Smike doesn’t get worse, and Nicholas hopes this means he’ll get better. Nicholas would often reflect on these times years later, remembering how Smike would seem so happy to be in Kate’s company.

Nicholas has risen in the esteem of the Cheerybles by handling the trust they gave him with discretion. They start bestowing much-needed items, which makes the Nickleby’s home more comfortable. They also visit regularly, particularly Frank Cheeryble.

Mrs. Nickleby notices how attentive Frank is to her, but doesn’t notice how attentive he is to Kate. She plans to tell him he should marry a full blooded Englishwoman. She doesn’t like it when English blood is muddied with the blood of foreigners. Kate tries to talk her out of this comment.

Miss La Creevy calls on them, saying he saw Mr. Linkinwater and Frank Cheeryble on the road. Smike has went up to his room, and Mrs. Nickleby comments how he always does this when Frank Cheeryble visits. She fears his habit of moping will turn him into a ghost.

Frank and Tim arrive. Kate is flustered and quiet around Frank Cheeryble. She seems to lose her appetite.

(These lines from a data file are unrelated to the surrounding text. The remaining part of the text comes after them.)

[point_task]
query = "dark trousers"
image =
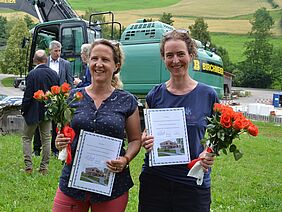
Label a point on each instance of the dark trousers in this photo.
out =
(37, 140)
(157, 194)
(54, 135)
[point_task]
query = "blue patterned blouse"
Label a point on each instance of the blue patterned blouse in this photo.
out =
(109, 119)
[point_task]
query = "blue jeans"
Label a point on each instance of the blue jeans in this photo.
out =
(45, 134)
(158, 194)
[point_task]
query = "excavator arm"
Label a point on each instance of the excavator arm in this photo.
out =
(44, 10)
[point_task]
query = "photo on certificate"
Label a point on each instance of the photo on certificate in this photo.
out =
(171, 145)
(89, 170)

During the party, the Nickleby’s neighbor comes down the chimney. Kate tells the company that the neighbor is a madman. Mrs. Nickleby reprimands her daughter for saying such an untrue thing. The man is labled mad by those who desire his property.

The neighbor kisses Miss La Creevy. Mrs. Nickleby believes he has mistaken La Creevy for her. He then rushes up to Mrs. Nickleby, doing a strange dance. She faints. Kate begs the men to take the neighbor away. Mrs. Nickleby feels bad that disappointment in not having her has caused the neighbor to lose his mind.

Frank and Tim leave. Nicholas comes home. He asks Smike why he removes himself from the company. Smike promises to tell him one day.